Yellowstone's campaign to reduce trash has an impressive result.

By Public News Service|Courson, Guest Writer, 3-15-10

  <i>photo courtesy Yellowstone National Park</i>
  photo courtesy Yellowstone National Park

Educating more than one million people a year about being “good stewards” is part of the job at Yellowstone National Park - and it has been that way for the last 15 years. The anniversary of the park’s “Greening of Yellowstone” effort is being observed at a event Tuesday, when the successes and challenges of the project will be discussed in Bozeman.

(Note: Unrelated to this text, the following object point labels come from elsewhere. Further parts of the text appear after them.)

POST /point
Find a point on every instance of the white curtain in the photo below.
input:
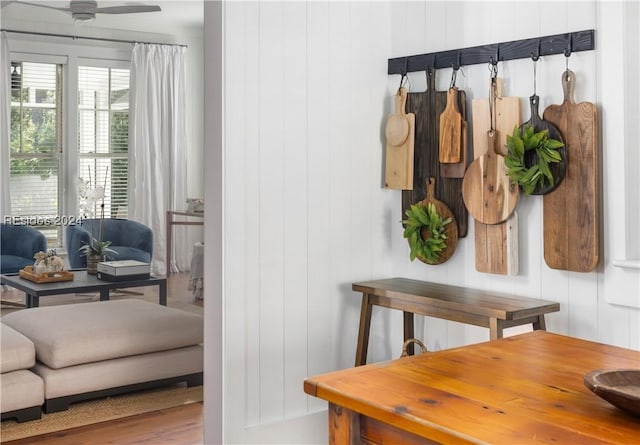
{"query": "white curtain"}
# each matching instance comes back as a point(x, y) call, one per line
point(5, 126)
point(157, 146)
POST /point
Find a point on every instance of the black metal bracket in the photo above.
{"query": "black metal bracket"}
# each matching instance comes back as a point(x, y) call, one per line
point(517, 49)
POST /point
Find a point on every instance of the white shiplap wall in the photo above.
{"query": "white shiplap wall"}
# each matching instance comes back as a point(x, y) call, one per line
point(305, 214)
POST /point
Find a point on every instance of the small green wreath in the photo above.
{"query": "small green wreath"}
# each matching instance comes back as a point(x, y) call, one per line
point(546, 152)
point(425, 231)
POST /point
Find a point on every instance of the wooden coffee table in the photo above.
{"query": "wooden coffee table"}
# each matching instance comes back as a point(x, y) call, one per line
point(82, 282)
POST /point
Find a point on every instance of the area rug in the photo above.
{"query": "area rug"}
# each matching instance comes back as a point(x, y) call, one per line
point(101, 410)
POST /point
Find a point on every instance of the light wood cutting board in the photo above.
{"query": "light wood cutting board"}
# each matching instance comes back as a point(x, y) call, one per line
point(496, 245)
point(400, 135)
point(427, 106)
point(570, 212)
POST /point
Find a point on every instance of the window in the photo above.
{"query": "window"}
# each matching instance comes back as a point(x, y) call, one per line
point(47, 156)
point(103, 132)
point(36, 145)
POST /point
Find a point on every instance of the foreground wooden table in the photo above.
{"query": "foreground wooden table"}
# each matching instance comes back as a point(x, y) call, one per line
point(493, 310)
point(517, 390)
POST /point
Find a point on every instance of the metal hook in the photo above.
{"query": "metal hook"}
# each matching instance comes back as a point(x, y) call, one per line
point(493, 68)
point(567, 52)
point(403, 78)
point(534, 75)
point(536, 56)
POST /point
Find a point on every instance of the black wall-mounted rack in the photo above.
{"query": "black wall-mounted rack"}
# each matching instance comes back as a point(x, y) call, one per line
point(516, 49)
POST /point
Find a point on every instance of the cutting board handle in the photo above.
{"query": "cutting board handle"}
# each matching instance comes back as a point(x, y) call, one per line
point(452, 99)
point(431, 188)
point(568, 85)
point(535, 120)
point(400, 100)
point(492, 145)
point(431, 80)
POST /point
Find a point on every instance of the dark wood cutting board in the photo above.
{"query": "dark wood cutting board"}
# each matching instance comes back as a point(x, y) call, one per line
point(570, 212)
point(427, 106)
point(558, 169)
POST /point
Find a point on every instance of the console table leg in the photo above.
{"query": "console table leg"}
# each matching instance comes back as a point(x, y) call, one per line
point(495, 328)
point(162, 292)
point(363, 334)
point(408, 330)
point(344, 426)
point(540, 324)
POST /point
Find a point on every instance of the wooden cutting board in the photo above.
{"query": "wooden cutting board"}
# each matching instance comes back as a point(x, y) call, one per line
point(570, 212)
point(488, 192)
point(450, 149)
point(400, 135)
point(558, 169)
point(457, 170)
point(496, 245)
point(427, 106)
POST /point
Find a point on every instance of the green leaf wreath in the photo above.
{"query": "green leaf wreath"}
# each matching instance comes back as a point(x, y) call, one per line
point(546, 151)
point(426, 248)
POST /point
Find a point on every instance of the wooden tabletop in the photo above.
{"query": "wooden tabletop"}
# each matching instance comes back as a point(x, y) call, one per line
point(523, 389)
point(486, 303)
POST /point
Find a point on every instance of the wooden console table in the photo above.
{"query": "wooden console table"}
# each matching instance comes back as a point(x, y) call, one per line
point(492, 310)
point(181, 222)
point(524, 389)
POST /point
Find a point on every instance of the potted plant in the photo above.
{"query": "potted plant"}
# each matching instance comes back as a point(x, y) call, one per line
point(96, 249)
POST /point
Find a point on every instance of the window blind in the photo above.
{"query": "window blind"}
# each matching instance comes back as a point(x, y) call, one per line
point(103, 134)
point(36, 146)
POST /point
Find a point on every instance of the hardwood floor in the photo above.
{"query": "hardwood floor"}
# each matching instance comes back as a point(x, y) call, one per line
point(181, 426)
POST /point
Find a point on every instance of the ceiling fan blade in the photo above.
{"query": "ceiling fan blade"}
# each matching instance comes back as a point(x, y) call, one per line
point(41, 5)
point(128, 9)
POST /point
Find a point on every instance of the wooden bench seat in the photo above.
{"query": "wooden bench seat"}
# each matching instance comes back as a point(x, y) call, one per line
point(488, 309)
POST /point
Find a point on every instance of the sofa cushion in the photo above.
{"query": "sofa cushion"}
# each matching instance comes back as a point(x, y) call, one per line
point(20, 390)
point(73, 334)
point(16, 350)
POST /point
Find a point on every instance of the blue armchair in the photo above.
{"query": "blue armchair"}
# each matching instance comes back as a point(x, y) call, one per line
point(130, 240)
point(18, 245)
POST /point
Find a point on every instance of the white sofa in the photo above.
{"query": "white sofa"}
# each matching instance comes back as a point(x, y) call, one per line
point(92, 350)
point(22, 391)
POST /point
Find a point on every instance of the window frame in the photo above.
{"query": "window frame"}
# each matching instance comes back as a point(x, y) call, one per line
point(114, 55)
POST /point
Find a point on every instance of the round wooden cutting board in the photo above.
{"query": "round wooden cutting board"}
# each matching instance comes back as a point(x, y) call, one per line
point(487, 190)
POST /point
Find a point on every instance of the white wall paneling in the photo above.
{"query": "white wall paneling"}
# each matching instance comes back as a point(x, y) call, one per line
point(306, 214)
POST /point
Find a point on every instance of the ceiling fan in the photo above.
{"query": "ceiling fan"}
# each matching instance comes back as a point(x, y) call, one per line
point(86, 10)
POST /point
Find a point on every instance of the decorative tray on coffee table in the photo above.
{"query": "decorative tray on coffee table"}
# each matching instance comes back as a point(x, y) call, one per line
point(48, 277)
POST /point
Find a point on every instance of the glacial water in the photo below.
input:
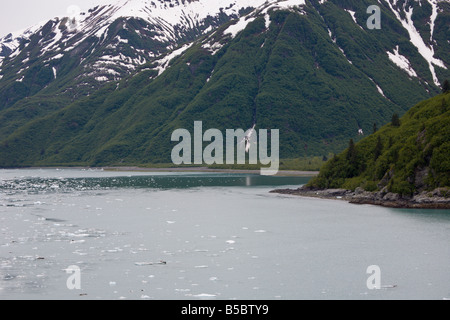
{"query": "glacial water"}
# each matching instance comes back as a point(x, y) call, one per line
point(136, 235)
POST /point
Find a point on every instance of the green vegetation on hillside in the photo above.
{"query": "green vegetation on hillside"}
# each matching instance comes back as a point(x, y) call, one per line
point(413, 156)
point(292, 76)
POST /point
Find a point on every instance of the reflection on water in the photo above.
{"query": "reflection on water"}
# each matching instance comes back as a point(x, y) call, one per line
point(167, 181)
point(221, 236)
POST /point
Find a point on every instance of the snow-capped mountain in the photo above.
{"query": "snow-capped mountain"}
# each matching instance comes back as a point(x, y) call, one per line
point(309, 67)
point(113, 40)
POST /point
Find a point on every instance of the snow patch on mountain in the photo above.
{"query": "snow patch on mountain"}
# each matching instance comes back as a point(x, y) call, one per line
point(402, 62)
point(416, 39)
point(164, 63)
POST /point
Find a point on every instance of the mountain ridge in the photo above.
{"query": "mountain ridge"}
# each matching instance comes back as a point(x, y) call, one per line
point(312, 71)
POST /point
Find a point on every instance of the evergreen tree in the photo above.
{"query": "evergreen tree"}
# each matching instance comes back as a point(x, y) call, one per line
point(352, 160)
point(395, 120)
point(351, 155)
point(378, 148)
point(446, 87)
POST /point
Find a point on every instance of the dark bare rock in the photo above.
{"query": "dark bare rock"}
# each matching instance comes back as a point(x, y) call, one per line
point(437, 199)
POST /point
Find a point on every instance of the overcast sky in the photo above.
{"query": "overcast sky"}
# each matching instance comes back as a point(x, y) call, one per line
point(20, 14)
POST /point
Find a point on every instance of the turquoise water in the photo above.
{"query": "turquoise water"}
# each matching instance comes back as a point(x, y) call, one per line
point(221, 236)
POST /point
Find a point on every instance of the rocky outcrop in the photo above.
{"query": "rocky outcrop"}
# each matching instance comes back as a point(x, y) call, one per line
point(437, 199)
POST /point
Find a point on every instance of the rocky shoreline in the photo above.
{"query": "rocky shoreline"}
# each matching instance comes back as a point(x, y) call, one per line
point(437, 199)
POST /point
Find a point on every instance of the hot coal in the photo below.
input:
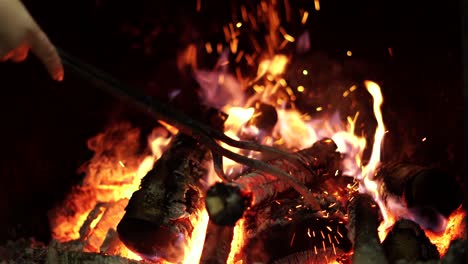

Jim Evanoff is an environmental protection specialist with Yellowstone National Park. He has been with the park since almost the beginning of the campaign and points out that it has taken some time, but one of the park’s biggest victories is all about trash.

“Eighty percent of all the garbage we produce in the park is not going into a hole in the ground. It’s either being recycled or composted or not generated to begin with.”

For comparison, the average city diverts only about 20 percent of its trash.

Garbage management is important to Yellowstone not just for environmental reasons, but because it can be a big problem for the park’s bears. Evanoff says once bears get a taste of garbage, they hang too close to people and get into trouble.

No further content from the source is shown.